Movies and Contrastive Learning

The Come Up

My exams and final projects just got over and walking back, the crisp and the weight off my shoulders helped me think about what to cook up next ? I have been experimenting and learning a lot about ML models both because of CV course and side projects. CLIP was a recent fascination of mine. The very idea that we could simply extend a model's understanding of image features by training it with language.

Movies

Now, I also love movies and FILM-GRAB has one of the most comprehensive movie still archive. So I naturally got thinking - why not treat this as a contrastive learning problem ? Extract each of the scenes from the movies and then train a model to do zero-shot classification on it.

The Cook

Now although this blog is published on Jan 31st, 2024, I wrote most of it while I was coding on December 10th. Kinda Zuck-Social Network style. I have had some issues with deployment and captioning and frontend (to say the least), so all of those were written after the exams got over.

This project was broken down into 3 different sections

Dataset : generating the 180K movie scene dataset.
Model : fine-tuning CLIP for zero-shot classification.
Search : building a movie-scene search engine using dual embeddings from the model.

You can check out the whole repo here.

The Dataset

So the process for collecting the data was simple

build a webscraper that can scrap FILMGRAB.
use the OMDB API to extract movie metadata based on the movie name
collect all the images per IMDB ID.
store all the images and the movie metadata
caption all the images and store the image->caption mapping.

Images

To do this was pretty straightforward. I made a simple web scraper that uses bs4 to extract all the images present in one webpage in FILMGRAB. This is then done for all the webpages linked in their A-Z Section. Now it took about 2 minutes to download images from one webpage. Given that there are 3000 movies, there is no way this is getting done in one night.

Enter mulithreading. I had to make it a producers-consumers problem. So this took me about another 2-3 hours to make it a producers consumers problem. Ran it at a smaller scale with 10 producers and 50 consumers and then it did 200 movies in approximately 7 minutes.

Great, onto the next.

Metadata

This was a little tricky. I had to use the OMDB API but it only allowed me to do 1000 requests per day. No way I could complete it all in one-night. Maybe I could be smart and do it over 3 days making sure to never repeat movies that are already downloaded.
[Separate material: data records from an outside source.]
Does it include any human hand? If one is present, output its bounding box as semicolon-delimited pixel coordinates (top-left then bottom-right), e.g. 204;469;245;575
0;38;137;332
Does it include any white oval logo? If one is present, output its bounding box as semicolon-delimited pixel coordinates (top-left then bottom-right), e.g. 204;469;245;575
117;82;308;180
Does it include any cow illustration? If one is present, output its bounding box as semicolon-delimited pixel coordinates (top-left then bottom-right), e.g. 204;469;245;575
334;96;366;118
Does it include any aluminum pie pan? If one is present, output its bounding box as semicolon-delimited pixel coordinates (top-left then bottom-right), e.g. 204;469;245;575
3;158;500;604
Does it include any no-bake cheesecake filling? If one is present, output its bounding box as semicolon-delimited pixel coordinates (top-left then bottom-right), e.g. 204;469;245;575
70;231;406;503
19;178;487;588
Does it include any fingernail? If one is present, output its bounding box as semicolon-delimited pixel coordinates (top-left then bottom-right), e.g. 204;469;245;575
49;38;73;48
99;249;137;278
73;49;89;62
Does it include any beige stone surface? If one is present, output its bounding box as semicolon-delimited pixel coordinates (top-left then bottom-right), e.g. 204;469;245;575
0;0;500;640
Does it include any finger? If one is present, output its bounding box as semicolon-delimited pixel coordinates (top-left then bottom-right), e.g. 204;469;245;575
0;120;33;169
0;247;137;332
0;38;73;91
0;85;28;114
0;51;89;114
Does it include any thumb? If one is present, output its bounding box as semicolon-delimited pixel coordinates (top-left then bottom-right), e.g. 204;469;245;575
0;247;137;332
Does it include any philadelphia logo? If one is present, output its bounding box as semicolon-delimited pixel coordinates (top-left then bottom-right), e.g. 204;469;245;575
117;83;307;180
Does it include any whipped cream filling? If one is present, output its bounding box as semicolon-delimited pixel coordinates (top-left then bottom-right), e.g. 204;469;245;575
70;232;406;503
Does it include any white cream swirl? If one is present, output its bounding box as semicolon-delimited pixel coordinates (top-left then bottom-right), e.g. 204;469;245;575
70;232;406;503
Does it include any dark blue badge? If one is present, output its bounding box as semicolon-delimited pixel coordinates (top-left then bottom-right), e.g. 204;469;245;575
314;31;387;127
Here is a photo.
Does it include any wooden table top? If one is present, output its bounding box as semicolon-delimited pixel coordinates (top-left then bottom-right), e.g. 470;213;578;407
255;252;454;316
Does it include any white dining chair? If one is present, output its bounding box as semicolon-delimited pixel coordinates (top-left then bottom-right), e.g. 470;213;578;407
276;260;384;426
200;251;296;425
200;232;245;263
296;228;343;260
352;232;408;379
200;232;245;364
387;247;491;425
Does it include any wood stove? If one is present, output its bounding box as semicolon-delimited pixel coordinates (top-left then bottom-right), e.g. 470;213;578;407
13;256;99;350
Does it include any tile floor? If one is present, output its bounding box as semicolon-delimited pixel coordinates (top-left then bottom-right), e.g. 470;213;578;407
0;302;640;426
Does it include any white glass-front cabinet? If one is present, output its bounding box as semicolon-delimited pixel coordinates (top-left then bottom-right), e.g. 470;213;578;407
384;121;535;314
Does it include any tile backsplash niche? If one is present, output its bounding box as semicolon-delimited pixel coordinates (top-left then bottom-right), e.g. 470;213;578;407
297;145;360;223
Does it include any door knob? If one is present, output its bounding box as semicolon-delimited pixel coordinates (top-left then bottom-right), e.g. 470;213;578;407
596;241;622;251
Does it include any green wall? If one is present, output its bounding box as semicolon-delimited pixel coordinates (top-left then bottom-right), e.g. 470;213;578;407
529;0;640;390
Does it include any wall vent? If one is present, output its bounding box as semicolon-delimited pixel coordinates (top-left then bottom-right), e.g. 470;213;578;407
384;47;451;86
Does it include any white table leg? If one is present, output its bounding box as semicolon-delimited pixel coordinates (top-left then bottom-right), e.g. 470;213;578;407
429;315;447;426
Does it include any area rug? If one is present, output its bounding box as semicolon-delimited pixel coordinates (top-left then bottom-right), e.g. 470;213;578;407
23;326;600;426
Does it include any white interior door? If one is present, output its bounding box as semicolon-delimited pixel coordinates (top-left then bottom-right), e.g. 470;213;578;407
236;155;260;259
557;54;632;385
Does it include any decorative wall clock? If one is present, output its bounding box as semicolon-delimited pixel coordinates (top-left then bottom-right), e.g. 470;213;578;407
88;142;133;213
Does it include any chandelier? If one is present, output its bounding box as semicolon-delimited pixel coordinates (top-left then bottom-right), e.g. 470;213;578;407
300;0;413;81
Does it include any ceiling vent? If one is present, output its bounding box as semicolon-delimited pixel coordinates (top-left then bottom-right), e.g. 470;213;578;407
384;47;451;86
ORRR. I could get the 2$ patreon membership and get access to 100,000 requests per day. I took the second cause I'm lazy and I want results.

So now, everytime a movie is downloaded it will query the OMDB API, get the metadata, process the directors, genres, etc. and then keep it in the dictionary. We get a neat dictionary like this for each movie

"tt0083658": {
        "Title": "Blade Runner",
        "Year": "1982",
        "Rated": "R",
        "Released": "25 Jun 1982",
        "Runtime": "117 min",
        "Genre": [
            "Action",
            "Drama",
            "Sci-Fi"
        ],
        "Director": [
            "Ridley Scott"
        ],
        "Writer": [
            "Hampton Fancher",
            "David Webb Peoples",
            "Philip K. Dick"
        ],
        "Actors": [
            "Harrison Ford",
            "Rutger Hauer",
            "Sean Young"
        ],
        "Plot": "A blade runner must pursue and terminate four replicants who stole a ship in space and have returned to Earth to find their creator.",
        "Language": "English, German, Cantonese, Japanese, Hungarian, Arabic, Korean",
        "Country": "United States, United Kingdom",
        "Awards": "Nominated for 2 Oscars. 13 wins & 21 nominations total",
        "Poster": "https://m.media-amazon.com/images/M/MV5BNzQzMzJhZTEtOWM4NS00MTdhLTg0YjgtMjM4MDRkZjUwZDBlXkEyXkFqcGdeQXVyNjU0OTQ0OTY@._V1_SX300.jpg",
        "Ratings": [
            {
                "Source": "Internet Movie Database",
                "Value": "8.1/10"
            },
            {
                "Source": "Rotten Tomatoes",
                "Value": "88%"
            },
            {
                "Source": "Metacritic",
                "Value": "84/100"
            }
        ],
        "Metascore": "84",
        "imdbRating": "8.1",
        "imdbVotes": "811,253",
        "imdbID": "tt0083658",
        "Type": "movie",
        "DVD": "09 Jun 2013",
        "BoxOffice": "$32,914,489",
        "Production": "N/A",
        "Website": "N/A",
        "Response": "True",
        "NumImages": 60
    }

Captioning

This was a whole differenent ball-game. I wanted to caption the images automatically (I mean who in their right mind is going to manually caption 180K images). So naturally, I turned to some image-captioning models for help. Salesforce/blip-image-captioning-large stood out to me and I decided to use the same producers-consumers mentality and crack this one.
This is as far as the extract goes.